Before launching Holland Financial in 1997, he worked for financial services companies and then explored different product and services possibilities before finding the retirement market. He says helping his own parents and several of their friends plan their retirements further drew him into the market.
Holland Financial is structured primarily to serve the needs of the 50-plus demographic, and as a result, he has deep experience advising couples, single women, widowers and widows. Because he focuses on involving both spouses in the planning process, very few widows leave his firm upon the death of their spouse, a trend he is particularly proud of.
“Financial planning is a multifaceted puzzle to be solved,” Holland says. “This is especially true when we consider how a plan may need to respond to different situations in the future. Often, solving this puzzle requires out-of-the-box thinking and the use of multiple products and services in concert. That makes my work very interesting.”
On challenges The most significant risk my company currently faces, like many other financial advisory firms, is regulatory change.
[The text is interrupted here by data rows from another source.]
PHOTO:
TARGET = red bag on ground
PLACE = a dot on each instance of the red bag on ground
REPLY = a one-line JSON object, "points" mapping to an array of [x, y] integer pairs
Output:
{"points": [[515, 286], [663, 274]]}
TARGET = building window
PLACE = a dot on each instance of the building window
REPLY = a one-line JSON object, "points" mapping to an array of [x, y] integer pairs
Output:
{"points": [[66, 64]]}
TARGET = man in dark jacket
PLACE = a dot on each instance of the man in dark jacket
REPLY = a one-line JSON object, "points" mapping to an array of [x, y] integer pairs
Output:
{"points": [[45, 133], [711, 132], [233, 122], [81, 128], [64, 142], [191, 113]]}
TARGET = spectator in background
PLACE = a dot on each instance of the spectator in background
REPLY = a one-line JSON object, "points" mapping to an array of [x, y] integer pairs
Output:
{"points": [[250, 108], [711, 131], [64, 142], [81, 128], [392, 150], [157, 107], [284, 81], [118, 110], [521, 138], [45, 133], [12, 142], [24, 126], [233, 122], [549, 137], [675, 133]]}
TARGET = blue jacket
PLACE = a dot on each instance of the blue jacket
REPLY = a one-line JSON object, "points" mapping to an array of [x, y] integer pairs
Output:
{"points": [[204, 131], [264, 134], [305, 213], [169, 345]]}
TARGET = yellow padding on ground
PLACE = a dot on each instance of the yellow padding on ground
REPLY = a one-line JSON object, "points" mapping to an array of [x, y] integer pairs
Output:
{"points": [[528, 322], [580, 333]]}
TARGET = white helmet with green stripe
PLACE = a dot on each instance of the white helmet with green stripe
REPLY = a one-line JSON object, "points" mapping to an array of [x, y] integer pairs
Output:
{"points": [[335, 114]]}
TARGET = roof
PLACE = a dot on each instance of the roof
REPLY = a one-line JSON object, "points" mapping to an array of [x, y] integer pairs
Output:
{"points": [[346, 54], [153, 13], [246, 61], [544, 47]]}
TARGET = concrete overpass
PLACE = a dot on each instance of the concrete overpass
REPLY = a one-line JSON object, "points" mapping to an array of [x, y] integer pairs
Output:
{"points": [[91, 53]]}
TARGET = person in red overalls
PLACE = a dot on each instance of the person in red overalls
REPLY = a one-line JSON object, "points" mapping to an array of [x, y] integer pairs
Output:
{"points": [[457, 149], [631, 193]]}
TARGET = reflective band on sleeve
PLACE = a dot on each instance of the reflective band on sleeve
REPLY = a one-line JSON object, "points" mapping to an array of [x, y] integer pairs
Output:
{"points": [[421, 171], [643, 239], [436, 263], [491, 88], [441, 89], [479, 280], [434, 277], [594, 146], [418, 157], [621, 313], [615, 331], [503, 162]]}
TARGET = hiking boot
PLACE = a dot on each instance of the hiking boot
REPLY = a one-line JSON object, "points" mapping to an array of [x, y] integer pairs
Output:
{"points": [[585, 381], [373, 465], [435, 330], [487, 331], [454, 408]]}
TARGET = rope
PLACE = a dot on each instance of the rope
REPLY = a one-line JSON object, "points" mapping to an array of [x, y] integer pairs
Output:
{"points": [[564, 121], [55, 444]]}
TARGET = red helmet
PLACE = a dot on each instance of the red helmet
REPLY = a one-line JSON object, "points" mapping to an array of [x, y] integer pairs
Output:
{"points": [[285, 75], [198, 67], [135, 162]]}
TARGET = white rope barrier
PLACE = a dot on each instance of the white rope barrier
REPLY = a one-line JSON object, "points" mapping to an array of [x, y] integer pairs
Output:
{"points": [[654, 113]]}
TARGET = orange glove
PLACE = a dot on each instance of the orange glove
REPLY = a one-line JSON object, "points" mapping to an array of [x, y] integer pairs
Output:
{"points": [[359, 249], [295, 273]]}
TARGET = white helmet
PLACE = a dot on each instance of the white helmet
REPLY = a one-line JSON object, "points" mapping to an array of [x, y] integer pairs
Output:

While I believe my company is well-positioned to adapt to any adverse changes, the latest Department of Labor ruling could disrupt the insurance industry with little benefit to the investor/consumer. Our company revenues currently come from two main sources: fees from investment advisory services and commissions on insurance products. To mitigate potentially lower insurance product revenues, our best strategy will be to diversify our services to include tax and accounting services, reverse mortgage origination, 401(k)/qualified plan consulting, and trust/estate services. Expansion in these four areas will help us reduce our dependence on insurance product commissions and insulate ourselves, at least somewhat, from the DOL’s controversial agenda.